Better statement: “Hey, why don’t you come to this comedy show with me?” 

Has anyone ever truly felt better after hearing a love cliché? Besides being annoying and useless, what does “love yourself first” even mean? Instead of uttering a platitude, Cohen suggests giving actionable ideas for activities, like seeing a show or signing up for a spin class together, that might just make your friend happy.

Bad statement: “You never know…I have a friend whose boyfriend broke up with them once, but now they’re married.”
Better statement: “It’s OK to miss them.” 
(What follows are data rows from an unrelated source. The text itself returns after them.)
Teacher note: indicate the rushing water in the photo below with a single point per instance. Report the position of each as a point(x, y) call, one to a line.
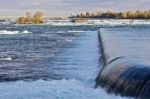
point(127, 56)
point(50, 62)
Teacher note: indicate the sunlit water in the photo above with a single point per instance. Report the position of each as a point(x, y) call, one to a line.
point(50, 62)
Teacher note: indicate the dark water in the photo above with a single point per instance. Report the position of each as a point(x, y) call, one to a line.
point(127, 57)
point(64, 61)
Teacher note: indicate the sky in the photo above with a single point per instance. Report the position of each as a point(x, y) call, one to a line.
point(55, 8)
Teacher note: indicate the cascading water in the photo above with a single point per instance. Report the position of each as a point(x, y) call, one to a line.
point(126, 54)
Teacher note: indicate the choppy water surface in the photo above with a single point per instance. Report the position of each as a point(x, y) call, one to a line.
point(50, 62)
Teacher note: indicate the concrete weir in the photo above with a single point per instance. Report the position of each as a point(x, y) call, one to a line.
point(123, 72)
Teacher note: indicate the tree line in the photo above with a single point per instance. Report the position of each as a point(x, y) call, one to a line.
point(36, 18)
point(115, 15)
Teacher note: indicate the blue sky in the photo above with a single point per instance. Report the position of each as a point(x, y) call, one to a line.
point(66, 7)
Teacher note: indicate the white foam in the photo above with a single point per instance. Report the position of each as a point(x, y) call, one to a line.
point(14, 32)
point(26, 32)
point(55, 89)
point(6, 59)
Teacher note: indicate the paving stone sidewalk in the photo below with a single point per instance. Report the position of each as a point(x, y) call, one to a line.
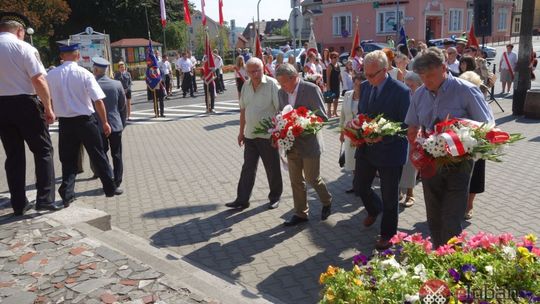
point(43, 262)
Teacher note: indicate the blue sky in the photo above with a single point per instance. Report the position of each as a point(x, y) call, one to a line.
point(244, 10)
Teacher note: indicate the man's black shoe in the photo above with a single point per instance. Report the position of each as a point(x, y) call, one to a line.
point(326, 211)
point(295, 220)
point(273, 204)
point(50, 206)
point(68, 202)
point(237, 205)
point(28, 206)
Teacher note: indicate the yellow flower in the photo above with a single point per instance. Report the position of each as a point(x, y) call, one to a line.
point(330, 296)
point(531, 237)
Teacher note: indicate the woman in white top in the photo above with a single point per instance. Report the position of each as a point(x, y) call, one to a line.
point(392, 71)
point(349, 110)
point(240, 74)
point(347, 77)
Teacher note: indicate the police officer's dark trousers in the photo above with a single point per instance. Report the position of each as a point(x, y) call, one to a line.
point(73, 131)
point(22, 120)
point(114, 141)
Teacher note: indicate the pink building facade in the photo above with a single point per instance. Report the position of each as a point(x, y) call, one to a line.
point(334, 20)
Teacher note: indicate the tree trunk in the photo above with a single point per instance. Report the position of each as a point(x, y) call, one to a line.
point(524, 57)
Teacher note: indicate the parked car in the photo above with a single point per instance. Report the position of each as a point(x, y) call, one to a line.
point(367, 46)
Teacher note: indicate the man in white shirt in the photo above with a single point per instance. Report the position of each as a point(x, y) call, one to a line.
point(259, 100)
point(194, 78)
point(165, 70)
point(220, 85)
point(186, 67)
point(76, 96)
point(24, 117)
point(452, 62)
point(507, 68)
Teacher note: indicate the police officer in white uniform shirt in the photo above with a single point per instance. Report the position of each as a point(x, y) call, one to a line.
point(75, 92)
point(24, 117)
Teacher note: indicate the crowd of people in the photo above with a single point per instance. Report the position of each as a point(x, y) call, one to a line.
point(415, 85)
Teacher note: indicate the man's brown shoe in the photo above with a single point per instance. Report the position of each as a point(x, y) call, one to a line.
point(369, 220)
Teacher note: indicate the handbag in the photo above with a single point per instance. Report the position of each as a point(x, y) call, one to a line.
point(341, 156)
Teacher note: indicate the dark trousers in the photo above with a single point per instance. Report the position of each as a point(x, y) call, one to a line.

As “He’s Just Not That Into You” taught us, a person falls into one of two categories: the rule and the exception. Whatever story you have about two friends who have broken up and gotten back together is the exception. Instead of hedging bets on what their ex may or may not do, help your friend accept their current reality by reminding them it’s OK to miss their partner while also trying to move on.

Bad statement: “I’ve been hearing this for months now. You should move on.” 
Better statement: “I really believe you’re going to get through this, but I don’t think talking about it with me is really helping. I’m happy to plan things that will help take your mind off of it, though.”

When it comes to the tough-love approach, you might think you’re being the honest and realistic friend someone needs to move forward, but you actually end up being an insensitive asshole. Since people get defensive when they feel attacked, going this route will most likely damage your friendship, says Cohen. If you’re tired of hearing about the situation over and over again, work to set the tone. Try changing the subject or answering with a “oh” and “uh-huh” to hint you don’t want to elaborate. Hopefully, they pick up on your cues. If not, gently tell them that they have your support, but you don’t think continuing to talk about the breakup is helpful.

Bad statement: “They sucked anyway.”
Better statement: “I’m so sorry they did this to you.” 

Bashing the ex makes the situation about them rather than about your friend who is hurting. “When you’re heartbroken, you just want to be supported and consoled,” says Elle Huerta, CEO and founder of self-care app Mend. “You don’t need someone else’s opinion of your ex, especially if you’re still in love with them.” You also risk alienating yourself from your friend with your unfiltered opinion about their ex — not to mention that it will make things super awkward if they end up getting back together. So as tempting as it is to call the ex a jerk who deserves to die, bite your tongue.

Bad statement: “You shouldn’t sit and wallow. That’s weak.”
Better statement: “I understand why you feel sad.” 

Sometimes we forget that feelings exist on a spectrum. You can feel sad, hurt, and/or mad about a situation without it consuming your life. “There’s a misconception that feeling sad means you’re devastated,” says Cohen. “You can be bummed but still go to work the next day.” Also, not allowing someone to feel sad does more harm than good. One way or another, those feelings are going to come out, whether it be snapping at a tourist on the subway or at a barista getting their caramel macchiato order wrong. Help your friend save themselves — and innocent bystanders — from these unwarranted outbursts and encourage them to just feel all the feels. 

In the end, the best advice to give is no advice. All anyone is really looking for after a breakup is a sounding board for their anger, confusion, and sadness. If that means just sitting there and listening, do it. Who knows when you’ll need the same from your friends?